No disco Caravanas, um dos melhores de 2017, Chico canta pela primeira vez com os netos Clara e Chico Brown. Na parceria com o neto de ouvido absoluto, Massarandupió, a letra de Chico compara a areia da praia baiana onde brincava o bacuri Chico Brown com a areia da ampulheta que marca a passagem do tempo: "Ó mãe, pergunte ao pai/ Quando ele vai soltar a minha mão/ Onde é que o chão acaba/ E principia toda a arrebentação/ Devia o tempo de criança ir se/ Arrastando até escoar, pó a pó/ Num relógio de areia o areal de/ Massarandupió".
Pelo menos outras duas canções do disco remetem à passagem do tempo e à finitude: Tua Cantiga ("E quando o nosso tempo passar/ Quando eu não estiver mais aqui/ Lembra-te, minha nega/ Desta cantiga/ Que fiz pra ti") e Jogo de Bola (do narrador que "Em priscas eras/ um Puskás eras/ A fera das feras da esfera", mas, sem amargura, aplaude ao ver "rolar a pelota nos pés de um moleque").

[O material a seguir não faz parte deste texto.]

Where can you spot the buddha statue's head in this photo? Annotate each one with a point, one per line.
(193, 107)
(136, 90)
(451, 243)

Idealizado por Bem, um dos oito filhos de Gilberto Gil, o show que celebrou os 40 anos do álbum Refavela, lançado em 1977, passou por Porto Alegre no início de dezembro. No palco, além de convidados como as cantoras Céu e Maíra Freitas, filha de Martinho da Vila, e de Moreno Veloso, filho de Caetano, três gerações da família Gil: o patriarca, os filhos Nara e Bem, a nora e dois netos ainda crianças. Gil aparece apenas no fim do espetáculo, abençoando a releitura de suas canções e enfatizando que aquele não era um show dele, mas para ele: a reverência de jovens músicos a um disco que não envelheceu um segundo nesses 40 anos.
Poucos dias depois, foi a vez de Caetano desembarcar na cidade com os filhos Moreno, Zeca e Tom. Se Refavela era uma homenagem a Gil, o show dos Veloso foi uma celebração da família – da essência compartilhada pelo sangue e pelo convívio, às diferenças que tornam cada elemento único e distinto. Dos quatro, Zeca parecia o menos à vontade no palco, mas foi uma canção sua a mais surpreendente do show, a impactante Todo Homem Precisa de uma Mãe.
A sintonia entre quatro estrelas de brilho próprio – ainda que uma delas seja um gigantesco astro-rei – marcou um espetáculo que celebra pais, mães, irmãos, avós, cidades e tudo mais que completa o sentido da palavra família: história, biografia, legado, finitude.
Composta quando Caetano tinha pouco mais de 30 anos e incluída no show, Oração ao Tempo ajuda a entender o sentido dessas passagens de bastão entre gerações: "Quando eu tiver saído/ Para fora do teu círculo / Tempo, tempo, tempo, tempo/ Não serei nem terás sido/ Tempo, tempo, tempo, tempo/ Ainda assim acredito/ Ser possível reunirmo-nos/ Tempo, tempo, tempo, tempo/ Num outro nível de vínculo/ Tempo, tempo, tempo, tempo". Na arte, a eternidade do espírito, e na família, a permanência da matéria e dos afetos, a nossa redenção e a nossa esperança. Para 2018 e além.